Die "Brötchentaste" an einem Parkautomaten (hier in Lübeck-Travemünde) erlaubt kostenloses Kurzzeit-Parken
Die "Brötchentaste" an einem Parkautomaten (hier in Lübeck-Travemünde) erlaubt kostenloses Kurzzeit-Parken
© picture alliance / dpa | Marcus Brandt
Der Streit um das kostenlose Kurzparken in Bremen ist nicht so gemütlich, wie das Wort "Brötchentaste" klingt. Wollen wir die Verkehrswende eigentlich?

Es gibt Schlagzeilen, die muss man erst mal auf der Wort-Ebene verstehen. "Nordbremer fordern Brötchentaste zurück", schrieb kürzlich der Bremer Weser-Kurier. Nordbremer ist klar. Aber Brötchentaste? Gleich vorab: Es geht nicht um Backwaren-Automaten. Sondern um Parkuhren.

Offenbar hat der Norden des Stadtstaates eine besonders hohe Dichte an Parkuhren, Bäckereien und Menschen, die mit ihrem Auto bei diesen Bäckereien vorfahren, um Brötchen zu kaufen. Für die Letzteren gab es bis vor kurzem die Option, einige Minuten kostenlos zu parken. Diese sogenannte Brötchentaste an der Parkuhr wurde auf Betreiben der Grünen zum April abgeschafft. Was den Brötchentasten der Hansestadt eine gewisse Berühmtheit verschafft hat, ist der Umstand, dass sie die Grünen bei der jüngsten Senatswahl massiv Stimmen gekostet haben sollen. Also ihre Abschaffung.
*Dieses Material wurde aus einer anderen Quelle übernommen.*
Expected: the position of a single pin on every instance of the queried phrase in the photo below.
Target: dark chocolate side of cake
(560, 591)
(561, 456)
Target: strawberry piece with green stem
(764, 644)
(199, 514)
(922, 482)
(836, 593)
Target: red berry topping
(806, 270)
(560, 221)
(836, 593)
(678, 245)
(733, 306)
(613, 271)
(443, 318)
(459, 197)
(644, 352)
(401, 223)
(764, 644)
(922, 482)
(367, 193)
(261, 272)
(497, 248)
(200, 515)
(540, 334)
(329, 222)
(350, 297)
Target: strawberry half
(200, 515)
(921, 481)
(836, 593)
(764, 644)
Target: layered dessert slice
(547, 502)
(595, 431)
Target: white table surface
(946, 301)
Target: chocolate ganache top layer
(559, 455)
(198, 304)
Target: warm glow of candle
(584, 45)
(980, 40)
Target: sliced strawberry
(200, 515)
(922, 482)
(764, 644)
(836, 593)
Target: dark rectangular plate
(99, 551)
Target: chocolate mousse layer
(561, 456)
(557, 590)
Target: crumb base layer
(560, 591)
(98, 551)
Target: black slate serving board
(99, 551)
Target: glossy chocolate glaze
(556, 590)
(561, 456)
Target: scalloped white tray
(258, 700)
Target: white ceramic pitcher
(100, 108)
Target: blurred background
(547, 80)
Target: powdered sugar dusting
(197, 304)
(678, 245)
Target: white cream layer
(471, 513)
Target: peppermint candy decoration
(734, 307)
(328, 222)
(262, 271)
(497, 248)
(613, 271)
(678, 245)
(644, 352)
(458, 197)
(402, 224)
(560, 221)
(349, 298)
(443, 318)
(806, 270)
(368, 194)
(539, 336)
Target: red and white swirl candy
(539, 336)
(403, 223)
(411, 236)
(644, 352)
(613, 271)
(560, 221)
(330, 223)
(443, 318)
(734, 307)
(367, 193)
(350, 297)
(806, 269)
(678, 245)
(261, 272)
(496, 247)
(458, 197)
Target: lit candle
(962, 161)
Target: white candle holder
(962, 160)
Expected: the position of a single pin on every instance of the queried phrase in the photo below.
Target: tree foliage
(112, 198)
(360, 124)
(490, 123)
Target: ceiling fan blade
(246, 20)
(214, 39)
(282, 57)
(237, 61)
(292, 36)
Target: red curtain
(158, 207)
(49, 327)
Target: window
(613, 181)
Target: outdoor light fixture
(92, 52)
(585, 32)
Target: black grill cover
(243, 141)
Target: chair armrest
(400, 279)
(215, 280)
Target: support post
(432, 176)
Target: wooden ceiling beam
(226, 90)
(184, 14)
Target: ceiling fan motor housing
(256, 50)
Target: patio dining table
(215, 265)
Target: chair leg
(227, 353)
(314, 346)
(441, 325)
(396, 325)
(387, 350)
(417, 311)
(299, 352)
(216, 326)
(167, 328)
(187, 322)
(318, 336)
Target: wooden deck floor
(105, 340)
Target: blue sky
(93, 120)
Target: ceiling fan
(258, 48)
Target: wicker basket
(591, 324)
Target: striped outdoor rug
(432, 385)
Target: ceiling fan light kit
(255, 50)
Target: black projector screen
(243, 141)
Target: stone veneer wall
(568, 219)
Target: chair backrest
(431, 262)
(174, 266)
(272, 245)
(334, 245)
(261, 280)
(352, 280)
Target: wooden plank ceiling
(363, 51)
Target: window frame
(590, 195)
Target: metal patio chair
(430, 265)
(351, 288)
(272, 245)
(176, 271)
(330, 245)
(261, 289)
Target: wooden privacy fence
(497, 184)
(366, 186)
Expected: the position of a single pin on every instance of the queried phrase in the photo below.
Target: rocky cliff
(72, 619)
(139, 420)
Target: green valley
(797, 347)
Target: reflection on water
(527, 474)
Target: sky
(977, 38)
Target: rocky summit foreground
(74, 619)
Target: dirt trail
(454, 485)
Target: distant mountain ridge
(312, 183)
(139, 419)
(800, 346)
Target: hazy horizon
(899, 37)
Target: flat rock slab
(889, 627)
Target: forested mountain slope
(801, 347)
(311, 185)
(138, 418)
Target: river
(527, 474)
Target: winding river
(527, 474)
Dabei können sich Klimaschützer*innen auf Zahlen des Umweltbundesamtes stützen, nach denen 40 Prozent aller Autofahrten auf Entfernungen unter fünf Kilometer entfallen. Also Distanzen, die gerade im städtischen Bereich – meist auch noch ohne größeren Zeitaufwand – mit dem Fahrrad zurückgelegt werden könnten. Zum Bäcker nebenan, zum Beispiel. Rad abstellen vor der Tür: gratis. Immer.

Auf die Motive der Wählerinnen und Wähler wirft die Geschichte ein zweifelhaftes Licht: Klimaschutz, so könnte man die Botschaft an die Öko-Partei verstehen: gerne! Aber wenn ihr mir die Option zum kostenlosen Kurzzeitparken nehmt, seid ihr raus.

Gibt es eine "ideologisch motivierte Fahrrad-Priorität"?

"Zumutungen" jeder Art im Zeichen einer ökologischen Transformation, von Verboten ganz zu schweigen, werden per Wahlzettel regelmäßig abgestraft. Auch wenn die Opposition in Bremen aus ihrer Stimmungsmache gegen die Verkehrspolitik des Senats ("ideologisch motivierte Fahrrad-Priorität!") keinen Gewinn ziehen konnte: Freie Fahrt – Stichwort Tempolimit – und freies Parken für freie Bürger*innen scheint immer noch eine sehr mächtige Erzählung zu sein. Nebenbei bemerkt: Wenn irgendetwas ideologisch ist, dann das Beharren auf einem zukunftsunfähigen motorisierten Individualverkehr.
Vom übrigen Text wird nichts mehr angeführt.